Wednesday, October 31, 2007

Surly LHT or CC Selection Advice

Both the LHT and the CC are great bikes that would work for the majority of riders. This is one of the challenges in picking one over the other. There are very few situations where only one would be suitable.


LHT [specs]

  • Designed for fully loaded long distance touring
    • Long chain stays
    • Front and rear rack mounts
    • Relaxed geometry
    • Heavy & stiff frame
    • Low bottom bracket
    • Clearance for wide tires & fenders
    • Vertical drop outs [135mm]
  • Two wheel sizes
    • 54cm and smaller uses 26” wheels
    • 56cm and larger uses 700c wheels

CC [specs]

  • Designed as a versatile cyclo-cross bike
    • Medium chain stays
    • Rear rack mount
    • Less relax geometry [quicker handling]
    • High bottom bracket
    • Lighter frame
    • Only 700c wheels
    • Semi-horizontal drop outs [132.5mm]

Pick the LHT if:

  • You’ll be doing fully loaded tours
  • You are short and prefer the fit offered by 26” wheels
  • You want a very relaxed slower handling bike


Pick the CC if:

  • If you’ll be riding off-road
  • If you prefer a lighter faster handling bike
  • If you want 700c wheels and you ride a 54cm or smaller frame
  • If you want to be able to build a single speed bike


Keep in mind:

  • People have toured across the US on CCs
  • People have done club rides with their LHT


Sizing Advice

See the Surly website.

8 comments:

Big Head Red said...

I know it's inferred, but I think you should spell out that the LHT has vertical d/outs and the CC, horizontals.

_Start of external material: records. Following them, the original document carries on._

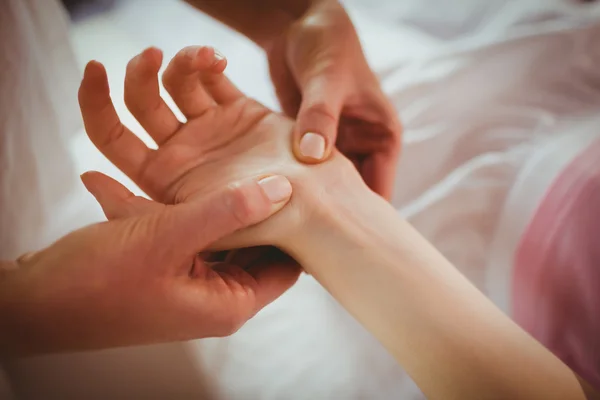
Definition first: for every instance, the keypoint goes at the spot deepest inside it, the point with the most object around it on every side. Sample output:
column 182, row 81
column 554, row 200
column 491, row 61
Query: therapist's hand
column 322, row 78
column 141, row 278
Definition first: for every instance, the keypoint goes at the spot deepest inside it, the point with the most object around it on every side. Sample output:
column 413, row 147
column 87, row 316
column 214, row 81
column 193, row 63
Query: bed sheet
column 480, row 86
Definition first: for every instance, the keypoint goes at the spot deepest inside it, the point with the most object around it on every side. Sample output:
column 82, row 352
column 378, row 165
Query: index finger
column 103, row 126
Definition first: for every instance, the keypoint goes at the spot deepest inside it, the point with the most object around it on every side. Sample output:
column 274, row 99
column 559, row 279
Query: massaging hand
column 138, row 279
column 322, row 79
column 227, row 137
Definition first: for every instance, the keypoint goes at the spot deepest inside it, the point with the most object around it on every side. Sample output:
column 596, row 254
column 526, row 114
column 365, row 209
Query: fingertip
column 94, row 84
column 94, row 70
column 87, row 178
column 311, row 147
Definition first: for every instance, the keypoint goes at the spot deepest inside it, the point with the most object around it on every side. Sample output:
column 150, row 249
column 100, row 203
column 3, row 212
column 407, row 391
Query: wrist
column 14, row 305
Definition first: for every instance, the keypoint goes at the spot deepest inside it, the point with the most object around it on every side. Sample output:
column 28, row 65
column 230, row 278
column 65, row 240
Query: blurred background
column 496, row 97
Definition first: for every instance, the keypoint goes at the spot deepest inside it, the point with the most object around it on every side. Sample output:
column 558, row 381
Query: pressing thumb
column 318, row 119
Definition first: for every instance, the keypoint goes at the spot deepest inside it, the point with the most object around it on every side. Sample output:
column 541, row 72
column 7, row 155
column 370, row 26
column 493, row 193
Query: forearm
column 452, row 340
column 10, row 303
column 261, row 20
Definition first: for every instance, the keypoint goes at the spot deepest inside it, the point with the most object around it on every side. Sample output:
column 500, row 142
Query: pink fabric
column 556, row 282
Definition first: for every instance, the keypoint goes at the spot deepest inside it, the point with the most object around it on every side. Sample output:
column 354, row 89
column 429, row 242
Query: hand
column 322, row 78
column 138, row 279
column 227, row 137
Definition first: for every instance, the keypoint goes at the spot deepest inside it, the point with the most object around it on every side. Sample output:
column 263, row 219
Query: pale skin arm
column 452, row 340
column 447, row 335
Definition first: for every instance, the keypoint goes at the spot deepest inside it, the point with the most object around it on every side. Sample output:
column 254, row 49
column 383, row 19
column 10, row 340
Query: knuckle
column 242, row 205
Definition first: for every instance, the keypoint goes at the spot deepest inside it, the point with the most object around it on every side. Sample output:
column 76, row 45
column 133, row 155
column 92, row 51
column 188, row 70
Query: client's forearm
column 259, row 20
column 452, row 340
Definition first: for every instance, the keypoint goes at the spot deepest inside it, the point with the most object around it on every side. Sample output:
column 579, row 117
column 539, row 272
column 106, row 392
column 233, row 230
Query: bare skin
column 449, row 337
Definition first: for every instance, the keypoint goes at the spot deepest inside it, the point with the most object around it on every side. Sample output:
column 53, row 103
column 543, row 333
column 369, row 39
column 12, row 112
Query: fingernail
column 277, row 188
column 218, row 55
column 312, row 145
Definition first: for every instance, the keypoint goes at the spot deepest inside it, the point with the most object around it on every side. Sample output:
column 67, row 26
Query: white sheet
column 480, row 86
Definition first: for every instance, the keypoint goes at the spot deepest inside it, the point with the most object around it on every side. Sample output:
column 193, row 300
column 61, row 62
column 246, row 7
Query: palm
column 197, row 158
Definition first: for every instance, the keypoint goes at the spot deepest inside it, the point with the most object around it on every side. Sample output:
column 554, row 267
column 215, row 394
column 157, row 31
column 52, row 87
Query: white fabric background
column 481, row 86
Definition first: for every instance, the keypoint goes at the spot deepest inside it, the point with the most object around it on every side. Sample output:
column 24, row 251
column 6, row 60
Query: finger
column 181, row 79
column 318, row 118
column 102, row 124
column 246, row 256
column 143, row 99
column 115, row 199
column 274, row 274
column 193, row 227
column 212, row 66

Also, I thought the CC had the long TT?

Otherwise, an excellent summary.

-Big Head Red

Vik said...

Thanks. Changes made.

Anonymous said...

Your comment about a relaxed, slower handling bike hit home with me. I hadn't ridden a bike in 30+ years until this summer when I rebuilt an old Peugeot, then bought a used Lemond Zurich. The Lemond is a great bike but has pretty tight frame dimensions, probably more so than the CC. The LHT is just what I was looking for. It brings the big smiles.

Anonymous said...

I would add:

The frame weight isn't that much different, 0.25 pounds in the listed 58cm size.

Also, although many people say the max bar height is equal on both, there as some differences:

1) the LHT has 78mm BB drop vs. 66 on the CC. +12 for the LHT (approx)

2) The LHT has a longer fork steere tube (320 vs. 300) +20

3) The CC has a longer fork (axle to crown) 400 vs. 390, -10

The net is +22 for the LHT (not accounting for angles involved)

Eric

Big Head Red said...

Where'd you find the steer tube measurements?

Metaluna said...

A few critiques of the Cross-Check:

1) Semi-horizontal dropouts make wheel mounting harder, and can slip forward under load if quick release not clamped down really tight.

2) Lacks a rear braze-on housing stop/hanger for center pull brakes. Surly's default solution of putting a cable hanger on the seatpost bolt makes for poor cable routing.

3) Top-tube housing stops may run on wrong side for typical rear V-brake (unless you have a reversible noodle), though in practice it isn't too awkward to loop the housing over from the other side.

Point #2 in particular is mystifying to me. Virtually every other cyclocross frame I've seen has a rear cable hanger. I guess if you're building a fixie and don't want a rear brake this makes the frame look cleaner, but as with the dropout issues, these are disadvantages if you plan on using the CC as a geared bike.

Big Head Red said...

Questions/comments about issues mentioned:

1) Do you use internal cam, steel Q/R skewers? I've never, ever had my CC axle slip.

2) The lack of a rear brake cable stop is annoying. Surly did however come out with a nice solution.

http://www.velo-orange.com/suststcaha.html

Metaluna said...

To answer big head red's questions:
1) I am using Shimano XT skewers, which have internal cams and, I believe, steel teeth to grip the dropout. It's only happened to me maybe three times, once when the frame was new and the dropouts still had paint on them. The other times, I suspect I had the skewer a little too loose. Not a big deal, but my point was that horizontal dropouts have advantages and disadvantages. Unfortunately, on rear-derailleur equipped bikes you don't really get any of the advantages, but still have to deal with the disadvantages.

2) That Surly hanger looks really nice. I may have to try one out. Right now I'm using a Tektro 1272AF cable hanger that I have bolted to the rear brake bridge. I'm using a Jagwire "mickey" barrel adjuster, which is designed to slip into the top-tube housing stop. Works well, but having that Surly part available would have saved me many hours of experimentation.